In every conference focused on Cognitive Radio there are some papers on Compressed sensing. In "Compressive sampling based MVDR spectrum sensing" Ying Wang, Ashish Pandharipande and Geert Leus use the minimum variance distortionless response (MVDR) estimator to perform detection from a set of compressed measurements. As opposed to other works they derive the probability distribution of the CS MVDR spectrum estimate, which can be used to determine the detection thresholds.
Finally, Miguel López-Benítez and Ferran Casadevall explore in "On the Spectrum Occupancy Perception of Cognitive Radio Terminals in Realistic Scenarios" the perceived spectrum occupancy in different practical scenarios via empirical measurements. Nice to see that things work in practice.
Cooperative Spectrum SensingTo finish with, just a list of the works presented in the session on cooperative spectrum sensing for cognitive radio networks:
- Sensor Fusion by Two-Layer Conflict Solving. Volker Lohweg, Uwe Mönks. Approach to data fusion which provides a stable conflict scenario handling, extendable to fuzzy classification.
- On Multi-Step Sensor Scheduling via Convex Optimization. Marco Huber. Two efficient multi-step sensor scheduling approaches are proposed in this paper for optimization over long time horizons.
- Bayesian Joint Recovery of Correlated Signals in Distributed Compressed Sensing.
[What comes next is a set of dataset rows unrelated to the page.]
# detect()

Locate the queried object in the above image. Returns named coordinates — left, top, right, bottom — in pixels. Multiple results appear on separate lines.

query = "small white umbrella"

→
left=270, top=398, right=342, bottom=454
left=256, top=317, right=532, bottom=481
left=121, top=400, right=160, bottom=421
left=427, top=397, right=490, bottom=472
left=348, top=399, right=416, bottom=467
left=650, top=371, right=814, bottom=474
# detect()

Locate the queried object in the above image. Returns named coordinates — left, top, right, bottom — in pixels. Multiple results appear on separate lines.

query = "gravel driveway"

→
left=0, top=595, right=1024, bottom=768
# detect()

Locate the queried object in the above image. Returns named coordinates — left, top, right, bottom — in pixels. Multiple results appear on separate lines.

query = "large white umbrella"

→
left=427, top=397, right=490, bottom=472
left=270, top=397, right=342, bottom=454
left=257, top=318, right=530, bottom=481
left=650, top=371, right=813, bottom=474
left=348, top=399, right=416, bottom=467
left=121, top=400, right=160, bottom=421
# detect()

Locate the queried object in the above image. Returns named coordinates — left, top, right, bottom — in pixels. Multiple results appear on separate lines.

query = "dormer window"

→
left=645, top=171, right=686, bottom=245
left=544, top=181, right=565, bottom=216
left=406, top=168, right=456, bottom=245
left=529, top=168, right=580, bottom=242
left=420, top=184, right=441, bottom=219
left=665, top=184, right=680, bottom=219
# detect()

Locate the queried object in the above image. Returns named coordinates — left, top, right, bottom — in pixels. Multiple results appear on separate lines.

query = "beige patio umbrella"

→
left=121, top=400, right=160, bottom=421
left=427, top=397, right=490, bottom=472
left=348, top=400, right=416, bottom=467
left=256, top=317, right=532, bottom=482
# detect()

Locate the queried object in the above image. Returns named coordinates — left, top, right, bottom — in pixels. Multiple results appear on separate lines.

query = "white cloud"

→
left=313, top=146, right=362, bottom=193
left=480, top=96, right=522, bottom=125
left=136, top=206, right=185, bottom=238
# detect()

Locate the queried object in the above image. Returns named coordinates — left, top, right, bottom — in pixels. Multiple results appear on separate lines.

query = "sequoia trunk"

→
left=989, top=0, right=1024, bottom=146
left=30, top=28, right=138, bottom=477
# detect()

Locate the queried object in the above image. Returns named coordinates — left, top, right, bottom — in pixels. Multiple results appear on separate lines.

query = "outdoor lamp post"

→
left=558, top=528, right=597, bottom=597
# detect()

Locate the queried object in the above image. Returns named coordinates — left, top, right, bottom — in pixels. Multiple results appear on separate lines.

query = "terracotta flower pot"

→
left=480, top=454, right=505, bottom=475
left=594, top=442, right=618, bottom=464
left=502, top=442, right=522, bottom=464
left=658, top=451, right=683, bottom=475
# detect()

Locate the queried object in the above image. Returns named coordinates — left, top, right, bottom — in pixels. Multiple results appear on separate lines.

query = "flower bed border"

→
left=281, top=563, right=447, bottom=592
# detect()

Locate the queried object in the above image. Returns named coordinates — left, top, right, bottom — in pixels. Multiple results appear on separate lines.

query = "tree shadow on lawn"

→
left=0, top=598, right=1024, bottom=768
Pablo Viñuelas-Peris and Antonio Artés-Rodríguez. Distributed Compressed Sensing (DCS) of sparsely correlated signals.
- A Robust Approach for Optimization of The Measurement Matrix in Compressed Sensing Vahid Abolghasemi, Delaram Jarchi and Saeid Sanei. Optimized matrices can improve the quality of reconstruction and satisfy the conditions for efficient sampling.
- A novel adaptive algorithm for diffusion networks using projections onto hyperslabs. Symeon Chouvardas, Konstantinos Slavakis and Sergios Theodoridis. A new diffusion based algorithm to implement cooperation among neighboring nodes and the corresponding analysis.
- Node Localization and Tracking Using Distance and Acceleration Measurements. Benjamin R. Hamilton, Xiaoli Ma, Robert John Baxley and Brett Walkenhorst. Algorithm to combine acceleration measurements with RSS readings to achieve accurate localization of a distributed sensor network.
While the CIP is just a small workshop compared to the main conferences on signal processing, we have seen that the CIP 2010 proceedings include very trendy papers.